Doğru, 1985'ten beri yeni bir şey öğrendik. Şimdi, Amerikalıların Gorshkov döneminde yaptığı gibi, seyir füzeleri ve dikey fırlatma sistemlerimiz var. Gorshkov'un istifasından otuz yıl sonra bunları uyguladık. Ama bunlar hala tamamen yeni şeylerden, başka bir şey yok. Hiper ses sözü veriyorlar, ancak bir kontrol merkezi yok. Ah evet, ayrıca bir uçak gemisiyle savaşmaya çalıştılar, ortaya çıktı - şöyle böyle. Ama bu uçak gemisi ile ilgili değil …

S. G. liderliğindeki Donanmanın başarısı neydi? 70'lerde Gorshkov?

Ülkenin karşı karşıya olduğu siyasi hedeflerin birliğinde, filonun bunları başarmak için çözmesi gereken görevler, bu görevlere karşılık gelen bir strateji ve bu stratejiye karşılık gelen bir teknik politika ile.

Askeri-politik liderliğin önemli bir bölümünün konumuna rağmen doğan tam birlik. Ama sonunda büyük bir başarıya yol açtı.

Aynı zamanda, filo saldırgan davrandı - denizaltılar okyanusa girdi ve orada dağıldı. Füze gemileri, deniz kuvvetlerine gerekirse ölümcül bir darbe verme fırsatı sağlamak için düşmanı kovaladı.

Şaşırtıcı bir şekilde, birçok yönden bu böyle oldu çünkü Gorshkov'un kendisi böyle karar verdi. Ve nesnel koşullar nedeniyle değil. Bu bir gerçektir.

80'lerde Donanmanın başarısızlığına ne sebep oldu?

Daha önce olduğu gibi, kuvvetlerdeki üstünlüğünü sıfıra indirebilecek yeni bir strateji oluşturmadan daha güçlü bir rakibi kapsamlı bir şekilde geride bırakma girişimi.

Donanma daha sonra savunmaya doğru kaymaya başladı. SLBM'li denizaltılar devasa, pahalı ve sayıca az hale geldi. Atlantik'te onlara "yakın dövüş" düzenlemek artık mümkün değildi. Kendi kıyımın altından, korunan düşmanlık bölgelerine ve çevresine girmek zorunda kaldım.
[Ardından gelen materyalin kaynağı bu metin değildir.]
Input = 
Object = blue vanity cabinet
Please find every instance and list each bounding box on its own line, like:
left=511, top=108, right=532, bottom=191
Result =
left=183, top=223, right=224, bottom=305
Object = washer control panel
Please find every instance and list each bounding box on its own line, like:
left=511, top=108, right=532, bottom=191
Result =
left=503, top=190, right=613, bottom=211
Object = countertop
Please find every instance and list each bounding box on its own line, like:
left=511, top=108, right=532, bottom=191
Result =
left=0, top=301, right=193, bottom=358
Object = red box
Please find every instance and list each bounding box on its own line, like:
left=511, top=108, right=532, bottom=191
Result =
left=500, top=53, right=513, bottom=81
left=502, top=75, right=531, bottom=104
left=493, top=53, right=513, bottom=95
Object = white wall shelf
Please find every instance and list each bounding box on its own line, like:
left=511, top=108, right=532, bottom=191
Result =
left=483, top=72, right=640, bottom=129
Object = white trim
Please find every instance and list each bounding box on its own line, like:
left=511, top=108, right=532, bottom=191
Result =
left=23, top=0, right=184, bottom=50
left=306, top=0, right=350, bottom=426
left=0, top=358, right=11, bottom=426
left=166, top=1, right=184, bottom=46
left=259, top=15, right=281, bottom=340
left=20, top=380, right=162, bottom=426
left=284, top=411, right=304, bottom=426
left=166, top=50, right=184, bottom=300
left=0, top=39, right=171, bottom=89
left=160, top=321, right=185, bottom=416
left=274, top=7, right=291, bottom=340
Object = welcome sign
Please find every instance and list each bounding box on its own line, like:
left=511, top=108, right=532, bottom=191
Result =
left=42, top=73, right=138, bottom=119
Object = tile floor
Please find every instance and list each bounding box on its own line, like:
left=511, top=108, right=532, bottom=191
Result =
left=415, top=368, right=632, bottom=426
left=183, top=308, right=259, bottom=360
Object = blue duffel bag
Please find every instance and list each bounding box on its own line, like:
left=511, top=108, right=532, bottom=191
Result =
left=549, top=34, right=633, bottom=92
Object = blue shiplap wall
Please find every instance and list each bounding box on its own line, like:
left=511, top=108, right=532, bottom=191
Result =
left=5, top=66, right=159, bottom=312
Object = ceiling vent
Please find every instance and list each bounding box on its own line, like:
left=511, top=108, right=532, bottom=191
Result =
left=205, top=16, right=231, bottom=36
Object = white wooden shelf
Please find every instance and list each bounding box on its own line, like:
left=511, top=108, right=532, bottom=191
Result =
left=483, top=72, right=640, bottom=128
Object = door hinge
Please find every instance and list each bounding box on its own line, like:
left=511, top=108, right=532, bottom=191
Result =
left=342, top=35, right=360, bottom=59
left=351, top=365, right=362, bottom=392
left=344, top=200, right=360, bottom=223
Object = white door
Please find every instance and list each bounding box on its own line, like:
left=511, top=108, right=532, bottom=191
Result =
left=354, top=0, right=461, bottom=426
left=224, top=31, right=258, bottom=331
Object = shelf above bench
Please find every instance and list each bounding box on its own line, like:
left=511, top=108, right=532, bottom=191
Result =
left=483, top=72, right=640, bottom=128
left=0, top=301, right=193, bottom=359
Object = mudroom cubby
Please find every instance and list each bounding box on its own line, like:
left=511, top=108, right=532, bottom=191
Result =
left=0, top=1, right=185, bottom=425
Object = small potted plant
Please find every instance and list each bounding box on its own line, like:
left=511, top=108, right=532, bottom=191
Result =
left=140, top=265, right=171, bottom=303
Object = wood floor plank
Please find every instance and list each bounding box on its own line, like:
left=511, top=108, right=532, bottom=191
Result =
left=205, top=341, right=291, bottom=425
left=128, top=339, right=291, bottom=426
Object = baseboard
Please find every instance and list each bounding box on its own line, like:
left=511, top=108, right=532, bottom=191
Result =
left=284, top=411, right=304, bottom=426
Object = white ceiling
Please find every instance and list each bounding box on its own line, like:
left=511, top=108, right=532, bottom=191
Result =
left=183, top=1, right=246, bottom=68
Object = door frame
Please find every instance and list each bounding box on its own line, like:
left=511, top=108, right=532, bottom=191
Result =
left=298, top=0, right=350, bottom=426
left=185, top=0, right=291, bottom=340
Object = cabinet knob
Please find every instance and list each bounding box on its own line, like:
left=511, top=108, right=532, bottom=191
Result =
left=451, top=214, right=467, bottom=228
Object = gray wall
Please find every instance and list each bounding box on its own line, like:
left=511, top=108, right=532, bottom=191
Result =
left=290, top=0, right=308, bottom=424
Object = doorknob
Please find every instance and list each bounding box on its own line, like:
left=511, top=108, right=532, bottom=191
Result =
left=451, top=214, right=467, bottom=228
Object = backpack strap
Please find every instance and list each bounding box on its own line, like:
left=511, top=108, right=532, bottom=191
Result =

Ve düşman inisiyatifi ele geçirdi.

Ve kaybettik.

Kaybettik çünkü Gorshkov bir zamanlar yaptığını artık yapamıyor. Ve bu seviyede yeni bir rakam bulamadık. Bu da bir gerçektir.

Her iki durumda da her şeye strateji tarafından karar verildi. Bir durumda yeterli, diğerinde değil.

Ve bu, S. G.'nin mirasından öğrenebileceğimiz en önemli ders. Gorshkov.

Yapabiliriz ama dayanamayız.

Evet, OPESK ve ön konuşlandırma, havacılık (ana vurucu güç olarak) bizimle kaldı. Ve muhtemelen, bir ara geri dönecekler.

Dünya hakimiyetinin doruklarına yeni bir saldırı yapacak olan Amerikalılar, aptallığımız yüzünden bizi daha erken öldürmezlerse.

Ancak asıl ders farklı - düşmanın hazır olmadığı stratejimiz. Ayrıca, içsel zayıflıklarımızı ve kırılganlıklarımızı da yenerek, önemlerini sıfıra indirir. Ama hiçbir şey anlamadılar.

En sonunda anlamamız ve anlamamız gereken şey budur. Bu, S. G.'nin ana fikridir. Gorshkov, hizmetine ve yaşamına göre.

Evet, sonunda kaybetti.

Ama önce, bize kazanabileceğimiz her şeyi gösterdi.

Ve eğer bir daha düşmanın hazır olmadığı bir strateji yaratırsak, o zaman bize tekrar kazanma şansı verir - tüm zayıflıklarımızla ve düşmanın tüm ezici (görünüşte) üstünlüğü ile. Gorshkov'un altında olduğu gibi.

Bütün bunların farkına varacak mıyız?